We often think of entrepreneurialism as a solo endeavour, but it doesn’t have to be that way. Many successful partnerships – or bigger groups – launch and run businesses. However, as with anything in business, relationships are key and working with others inevitably adds another dimension to be considered and nurtured as you build and grow. The Entrepreneur Handbook has a useful article covering what they see as the three main things to consider when looking for a business partner.
It’s an essential read if you’re starting a journey of discovery for the perfect partner.
A regular feature in Streamlion’s blog, the best business ideas are out for 2021. Published by Startups.co.uk they are definitely of a slightly different ilk than before with, as you might expect, a heavy influence from tech, virtual and….. dogs.
These, though, are the trends of lockdown Britain. We’re now used to operating in an online world (although the first idea on the list takes this to a new extreme….) and, apparently, a massive number of us took on a dog for the first time and now need support.
At Streamlion, we can really identify with number 8 on this list: localisation. We’ve seen a huge increase in small, local businesses – lots of them in the catering space – making the most of people’s movements being restricted.
Depending on who’s blog you read, there are between 5 and 15 ‘characteristics’ that are typical of entrepreneurs. It’s generally agreed, though, that you need to be in possession of an idea.
Entrepreneurs are often serial ‘ideas people’. They love chasing success; the adrenalin that comes with trying something new, and making it work. They aren’t always as interested in the day-to-day grind that follows an initial launch and which builds a business into a stable and scalable opportunity.
Elon Musk is known for courting controversy. He recently made an interesting statement on Twitter which said “I don’t want to be the CEO of anything.”
This is probably the typical thought process of an entrepreneur: a risk-taking, high-octane, already thinking about the next idea type of person who ended up running a business because he was the one with the idea. He qualifies his message later by describing his role at Tesla; “I rather hate it and I would much prefer to spend my time on design and engineering.”
Time to check in on the real world though. If your idea is the next Tesla, you might get away with moving on and leaving the hard work to someone else. Most of the time though, even the most popular ideas need some vision, grit and determination to get off the ground and become a going concern. Worth considering when you’re planning your entrepreneurial journey, don’t you think?
With economic news veering from recession to opportunity, it’s clear that exiting a global pandemic doesn’t happen very often. The difference between this and any other period of recession or economic uncertainty, of course, is pent up demand. People may well be desperate to book a holiday before the year is out and this spend alone will have a huge impact on the economy.

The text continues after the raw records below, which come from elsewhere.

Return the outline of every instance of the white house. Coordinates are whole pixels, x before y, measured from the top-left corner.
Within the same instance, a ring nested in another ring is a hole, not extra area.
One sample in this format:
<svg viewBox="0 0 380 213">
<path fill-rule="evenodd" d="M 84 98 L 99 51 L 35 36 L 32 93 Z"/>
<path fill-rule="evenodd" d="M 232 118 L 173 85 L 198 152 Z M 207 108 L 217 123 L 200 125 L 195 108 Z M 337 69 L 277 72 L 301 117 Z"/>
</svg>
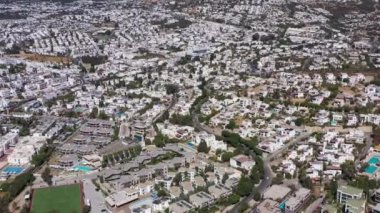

This news about the Indian e-commerce giant Flipkart, is interesting as it shows there’s also no lack of appetite to fund massive expansions. Of course, this is also good news for smaller organisations given that Flipkart are talking about creating a world-class supply chain. It’s likely that a pie of this size means plenty to go around.
Recent news coverage on the hospitality industry in the UK paints a troubling picture. The easing of lockdown to step 4 has been welcomed but test and trace guidelines are making running a business in this sector uncertain and exhausting.
Interestingly, one of the most common applications (if not the most common) I’ve received over the past 15 months or so, is for hospitality linked businesses. People have seen the change in circumstances and recognised add-on services, such as home delivery, or mobile sales, that can be provided without falling foul of restrictions. So, maybe there’s something of a contradiction here?
I’ve run growth workshops in the past which focus on looking at opportunities within the business, as well as across existing and adjacent markets and this is still something that works even though the challenge to growth is now a different one. I’d advise struggling business owners to get back to basics: tune in to what you know you’re really good at and see how and where this can be offered or partnered with other services. Spend some time investigating your efficiency and whether this can be improved. And finally, look for someone who can help you brainstorm ideas. There are plenty of links online to rescue funding but very little when it comes to actively working your way out of the problem. There are always opportunities in every business and these should play a part in your rescue package too.